Mais on se rend compte que ces enfants sont finalement comme tous les autres enfants. Certains sont timides, d’autres déjà assez charismatiques, jouer à un deux trois soleils, malgré la barrière de la langue marche pour toutes les cultures et en foot Ronaldo est leur idole. On a forcément nos préférés mais on essaie de ne pas le montrer.[…]
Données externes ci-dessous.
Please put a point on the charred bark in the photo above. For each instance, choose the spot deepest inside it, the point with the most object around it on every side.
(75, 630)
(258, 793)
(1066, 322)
Nous distribuons des jus d’orange et des gâteaux à chaque fois. Néanmoins, la distribution de jus d’orange est souvent très compliquée. Les enfants accourent de toute part, les mères aussi, en indiquant qu’elles ont tel ou tel enfant à leur charge qui n’est pas là, qu’il faut leur en donner. Quand les mères s’en mêlent, rien ne va plus, la situation peut vite devenir incontrôlable.  Comme nous n’avons jamais assez de jus, on ne peut pas faire de lignes de distribution, ce qui serait le plus juste. Les volontaires présents depuis plus longtemps m’ont expliquée que dans les camps d’où viennent la plupart, ils ont appris à jouer des coudes pour avoir de la nourriture, donc ils reproduisent ce phénomène ici.